Welche Gewürze gehören in jede Küche?

Wir Deutschen kennen doch nur Pfeffer, Salz, Paprika und vielleicht noch die Muskatnuss. Wenn wir ehrlich bleiben, dann steckt Wahrheit in diesem Vorurteil. Dabei ist Kochen mit außergewöhnlichen Gewürzen einfach nur genial! Nach wie vor wird im Vergleich zur indischen, thailändischen oder arabischen Küche hierzulande wenig gewürzt. Jedoch braucht sich die deutsche Küche nicht zu verstecken. Blicken wir zurück auf die guten traditionellen Hausrezepte von Oma. Diese leckere und oft deftige Küche scheint einerseits vergessen und erlebt doch gerade den zweiten Frühling. Kreative Köche geben auch durch die Verwendung außergewöhnlicher Gewürze frischen Wind dazu. Saisonal regionale Küche versteht sich prächtig mit exotischen Gewürzen. Asiatische Gewürze, orientalische Gewürze oder eine frisch zubereitete indische Gewürzmischung steht für eine Bereicherung kreativer Kochideen und fördert den Genuss.

Die Verarbeitung außergewöhnlicher Gewürze gelingt in vielen Kulturen ausgesprochen gut. Ein traditionell thailändisches Curry schmeckt nicht nur ausgezeichnet, sondern zum herausragenden Aroma und Geschmack kommt stimmige Wirkung auf die Gesundheit noch dazu. Oder auch eine indische Gewürzmischung ist zumeist ausgereift, so dass zum Genuss noch die heilende Wirkung der Gewürze hinzukommt.

Asiatische Gewürze, orientalische Gewürze oder arabische Gewürze können wir heutzutage leicht mit guten Zutaten kombinieren. So sind die Türen zum Kochen mit außergewöhnlichen Gewürzen geöffnet. Besteht jedoch die Gefahr einer Überforderung für interessierte Einsteiger? Mal aus dem Ärmel eine klassisch marokkanische Tagine zubereiten oder eine perfekte Pho Bo ist nicht ganz so einfach.

Besser nicht mit aufwendigen Gerichten starten, sondern zunächst hierzulande vertraute Zutaten mit hochwertigen Gewürzen kombinieren. Ich mag es sehr, wenn hochwertige Gewürze im Hintergrund bleiben. Dabei verbinden, veredeln, gar einen “Wow-Effekt” auslösen. Jedoch sollte beim Essen niemand feststellen, dass es der Bockshornklee war. Nun starten wir mit ein paar Gewürzen abseits vom gewöhnlichem Pfeffer, Salz und Paprikapulver:

Gewürze wie Chili und Rosmarin für frische Zutaten

Gewürze für frische Zutaten

Bockshornkleesamen

Beim leichten Anrösten in der Pfanne kommen außergewöhnliche Duftaromen der Samen noch besser zur Geltung. Die Samen nach dem Röstvorgang einfach abkühlen lassen und nach Belieben im Gewürz-Grinder zerkleinern. Bockshornkleesamen sind ein Klassiker in einer indischen Gewürzmischung.

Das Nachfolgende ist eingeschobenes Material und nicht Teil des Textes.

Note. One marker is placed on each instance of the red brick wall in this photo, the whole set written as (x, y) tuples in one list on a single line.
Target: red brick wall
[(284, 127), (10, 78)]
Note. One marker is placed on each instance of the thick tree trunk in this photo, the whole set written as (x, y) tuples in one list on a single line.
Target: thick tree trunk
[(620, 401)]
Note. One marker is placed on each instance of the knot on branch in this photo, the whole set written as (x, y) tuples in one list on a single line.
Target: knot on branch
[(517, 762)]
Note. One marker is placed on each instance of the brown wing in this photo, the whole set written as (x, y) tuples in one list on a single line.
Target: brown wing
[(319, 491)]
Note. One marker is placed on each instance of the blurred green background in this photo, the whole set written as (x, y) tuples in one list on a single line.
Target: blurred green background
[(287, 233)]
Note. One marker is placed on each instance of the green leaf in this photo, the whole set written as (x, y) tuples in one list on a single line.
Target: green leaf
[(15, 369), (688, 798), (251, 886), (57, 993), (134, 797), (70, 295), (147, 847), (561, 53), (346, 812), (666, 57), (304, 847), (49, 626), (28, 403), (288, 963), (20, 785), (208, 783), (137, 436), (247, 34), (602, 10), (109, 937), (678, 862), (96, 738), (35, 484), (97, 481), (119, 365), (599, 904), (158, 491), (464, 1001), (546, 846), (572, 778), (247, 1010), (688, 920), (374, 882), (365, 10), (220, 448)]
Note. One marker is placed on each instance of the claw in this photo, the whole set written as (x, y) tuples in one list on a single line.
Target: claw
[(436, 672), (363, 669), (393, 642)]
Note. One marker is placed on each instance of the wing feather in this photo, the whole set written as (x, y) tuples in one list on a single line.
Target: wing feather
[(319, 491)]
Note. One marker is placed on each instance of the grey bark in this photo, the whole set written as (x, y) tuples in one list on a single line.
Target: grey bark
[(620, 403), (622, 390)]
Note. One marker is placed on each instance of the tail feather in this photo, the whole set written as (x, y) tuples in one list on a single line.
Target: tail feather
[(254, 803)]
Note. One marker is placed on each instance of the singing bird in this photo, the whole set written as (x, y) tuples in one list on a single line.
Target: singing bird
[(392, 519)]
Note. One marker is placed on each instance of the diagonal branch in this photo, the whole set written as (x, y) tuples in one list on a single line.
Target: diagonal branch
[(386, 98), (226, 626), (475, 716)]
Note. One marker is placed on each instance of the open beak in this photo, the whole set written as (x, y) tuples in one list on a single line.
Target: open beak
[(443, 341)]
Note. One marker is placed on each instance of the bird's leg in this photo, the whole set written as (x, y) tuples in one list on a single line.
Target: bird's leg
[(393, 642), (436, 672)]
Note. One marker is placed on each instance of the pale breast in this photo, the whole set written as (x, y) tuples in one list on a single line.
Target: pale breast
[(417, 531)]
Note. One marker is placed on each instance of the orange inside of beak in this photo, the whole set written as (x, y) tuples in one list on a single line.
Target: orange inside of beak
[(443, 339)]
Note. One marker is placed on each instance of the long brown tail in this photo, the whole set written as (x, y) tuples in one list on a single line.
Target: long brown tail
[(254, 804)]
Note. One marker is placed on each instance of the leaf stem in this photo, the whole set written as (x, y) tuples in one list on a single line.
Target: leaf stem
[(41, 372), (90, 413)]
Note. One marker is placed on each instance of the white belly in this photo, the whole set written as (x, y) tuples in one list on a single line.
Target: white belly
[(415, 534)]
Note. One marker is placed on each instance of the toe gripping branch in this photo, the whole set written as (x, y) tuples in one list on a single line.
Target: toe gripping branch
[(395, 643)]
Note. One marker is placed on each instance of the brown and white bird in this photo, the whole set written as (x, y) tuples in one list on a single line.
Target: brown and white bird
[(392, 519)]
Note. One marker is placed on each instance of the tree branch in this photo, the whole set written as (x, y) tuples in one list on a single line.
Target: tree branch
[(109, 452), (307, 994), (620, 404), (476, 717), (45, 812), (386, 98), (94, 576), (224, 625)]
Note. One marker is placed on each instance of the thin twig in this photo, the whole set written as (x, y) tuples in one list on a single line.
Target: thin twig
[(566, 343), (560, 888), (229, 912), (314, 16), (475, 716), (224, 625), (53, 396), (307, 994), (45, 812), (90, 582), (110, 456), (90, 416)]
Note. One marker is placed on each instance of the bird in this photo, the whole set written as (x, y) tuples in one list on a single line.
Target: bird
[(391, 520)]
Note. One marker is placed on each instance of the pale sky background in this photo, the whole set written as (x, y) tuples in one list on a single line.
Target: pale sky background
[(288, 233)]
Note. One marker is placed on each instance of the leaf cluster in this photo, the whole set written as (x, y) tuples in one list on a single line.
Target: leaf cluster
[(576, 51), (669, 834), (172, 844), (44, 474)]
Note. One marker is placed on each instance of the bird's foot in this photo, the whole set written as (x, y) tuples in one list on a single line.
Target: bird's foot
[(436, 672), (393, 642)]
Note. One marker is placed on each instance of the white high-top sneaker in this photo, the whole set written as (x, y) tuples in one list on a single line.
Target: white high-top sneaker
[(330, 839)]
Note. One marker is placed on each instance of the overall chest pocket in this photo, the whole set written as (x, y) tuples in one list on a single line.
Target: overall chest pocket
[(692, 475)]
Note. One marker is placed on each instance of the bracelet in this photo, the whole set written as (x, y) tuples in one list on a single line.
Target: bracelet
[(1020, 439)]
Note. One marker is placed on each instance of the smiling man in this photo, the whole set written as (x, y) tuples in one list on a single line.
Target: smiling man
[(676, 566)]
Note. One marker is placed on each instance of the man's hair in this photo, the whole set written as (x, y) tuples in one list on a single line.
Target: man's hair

Alternativ die Bockshornkleesamen mit kochendem Wasser übergießen, um diese leicht einzuweichen. So lässt sich im Handumdrehen hervorragend Käse verfeinern. Außerdem können die vom Bockshornklee absorbierten Bitterstoffe im Wasser einfach als Fond – zum Beispiel für Kartoffelpüree – verwendet werden.

Chilischoten

Die feurig-fruchtige Schärfe von Chilischoten wie einer Piri Piri weckt sofort verlockende Aromen. Eine Chili Piri Piri lässt sich ausgezeichnet mit Zitrone/ Limette, Kokosmilch und Gemüse kombinieren. Ich verwende getrocknete Chili Piri Piri gerne in Saucen, Marinaden und in Kombination mit Fleur de Sel. Ein frisch-angerichtetes Chili-Salz schmeckt hervorragend auf süß-sauren Früchten wie einer Ananas. Chili passt zudem hervorragend in viele asiatische Gerichte. Tolle Inspirationen zur authentischen asiatischen Küche mit asiatischen Gewürzen zum einfach, schnell und gesund kochen findet ihr im blog von cooking is a journey.

Ingwerpulver

Asiatische Gewürze wie frischer Ingwer sind fantastisch. Ich verwendete sowohl die frische Knolle als auch Ingwerpulver sehr gerne. Anders als frisch-geriebener Ingwer schmeckt Ingwerpulver weniger scharf und kann beim Kochen besonders wirkungsvoll bereichern. Ingwerpulver steht anders als der frische Ingwer nicht gerne im Vordergrund und harmoniert deshalb hervorragend mit frischem Knoblauch, Karotten und im Obstsalat. Bei der Gewürzaufbewahrung auf wenig Feuchtigkeits- und Lichteinfluss achten. Am besten das Ingwerpulver in der Schublade lagern.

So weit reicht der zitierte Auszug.